5. Before the Family Court, in M.O.P.No.102 of 2001 filed by the wife, she examined herself as P.W.1 and two other witnesses were examined as P.Ws.2 and 3 and Exs. P1 to P50 were marked. The husband examined himself as R.W.1, but no document was marked. In M.O.P.No.49 of 2002 filed by the husband, he examined himself as P.W.1 and two other witnesses were examined as P.Ws.2 and 3. The marriage invitation of the appellant and respondent was marked as Ex.P-1. The wife examined herself as R.W.1 and Exs.R-1 to R-11 were marked by the wife.
6. The Family Court on appreciation of the oral and documentary evidence in both the petitions concluded that the appellant-husband has miserably failed to prove that the respondent-wife subjected him to cruelty and voluntarily deserted him from the matrimonial home and thereby, the Family Court dismissed the petition filed by the husband for dissolution of marriage. Ultimately, the petition filed by the wife for restitution of conjugal rights, was allowed by the Family Court. Challenging the aforesaid orders, the husband has filed the above Appeals.
7. Learned counsel appearing for the appellant-husband submitted that the Family Court has not considered the fact that the appellant is aged about 68 years and retired from service of the Fire Service Department. He is now in receipt of pension and he is virtually immobile and living at Crushpet, Wellington at Nilgiris.
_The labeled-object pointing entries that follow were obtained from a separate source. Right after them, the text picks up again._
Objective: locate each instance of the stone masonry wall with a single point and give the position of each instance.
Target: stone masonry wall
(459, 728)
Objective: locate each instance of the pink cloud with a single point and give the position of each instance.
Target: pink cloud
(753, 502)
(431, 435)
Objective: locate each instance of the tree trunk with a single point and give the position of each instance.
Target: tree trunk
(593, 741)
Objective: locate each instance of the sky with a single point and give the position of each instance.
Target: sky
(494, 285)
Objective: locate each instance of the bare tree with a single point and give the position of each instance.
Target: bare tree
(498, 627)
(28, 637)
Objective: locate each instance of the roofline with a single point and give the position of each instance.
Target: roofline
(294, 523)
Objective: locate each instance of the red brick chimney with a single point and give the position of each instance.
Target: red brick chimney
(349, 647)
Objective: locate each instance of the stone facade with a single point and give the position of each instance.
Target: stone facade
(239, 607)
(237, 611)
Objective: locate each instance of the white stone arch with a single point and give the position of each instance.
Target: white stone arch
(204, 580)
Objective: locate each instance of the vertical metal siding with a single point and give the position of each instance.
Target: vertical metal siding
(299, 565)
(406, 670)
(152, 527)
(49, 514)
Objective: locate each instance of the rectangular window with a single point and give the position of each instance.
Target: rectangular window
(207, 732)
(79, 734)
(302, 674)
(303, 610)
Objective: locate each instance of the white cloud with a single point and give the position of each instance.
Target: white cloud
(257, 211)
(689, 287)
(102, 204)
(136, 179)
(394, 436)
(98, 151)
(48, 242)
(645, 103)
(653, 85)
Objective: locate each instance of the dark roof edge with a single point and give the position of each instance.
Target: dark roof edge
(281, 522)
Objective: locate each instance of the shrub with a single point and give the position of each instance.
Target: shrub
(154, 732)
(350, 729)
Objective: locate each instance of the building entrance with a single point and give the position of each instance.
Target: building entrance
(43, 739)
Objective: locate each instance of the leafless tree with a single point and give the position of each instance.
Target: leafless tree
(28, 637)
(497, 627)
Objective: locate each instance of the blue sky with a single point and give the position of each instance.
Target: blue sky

The appellant cannot sit continuously for more than few minutes due to his ailment. The appellant needs help and assistance of others even to get up and requires two persons to travel outside his abode. Moreover, he is spending most of the pension amount for his daily treatment. It is further contended by the learned counsel for the appellant-husband that the respondent-wife is aged about 64 years and she had also retired from service of the Union Territory of Pondicherry and is also receiving pension. Learned counsel for the appellant-husband further submitted that the respondent/wife lived with the appellant-husband only for ten days after marriage and she left the matrimonial home without any just or sufficient cause. The appellant and the respondent are residing separately for the past 29 years. Therefore, the matrimonial relationship between the appellant and the respondent has irretrievably broken down beyond repair. Therefore, the appellant is only intending to peacefully spend the rest of his life without being harassed by the respondent.
8. The learned counsel for the appellant would further contend that the respondent-wife had gone to the extent of lodging complaint against him with his superior officer and on the basis of such complaint, he was called over wireless to appear before him. This message was received by all the Fire Stations, whereby, he was humiliated in the midst of his colleagues. Thus, it is the stand of the appellant-husband that the respondent-wife has caused mental cruelty to him, and therefore, it is practically impossible for him to live with her. In support of his submissions, learned counsel for the appellant-husband relied on the decisions of the Supreme Court in the case of (Naveen Kohli Vs. Neelu Kohli) reported in 2006 (4) SCC 558 and submitted that in the given facts and circumstances, refusing to grant a decree of divorce to the appellant-husband, would be disastrous to both of them and after undergoing mental and physical agony for the past 29 years, the appellant-husband could not continue to live with the same agony for the remaining short period of his life.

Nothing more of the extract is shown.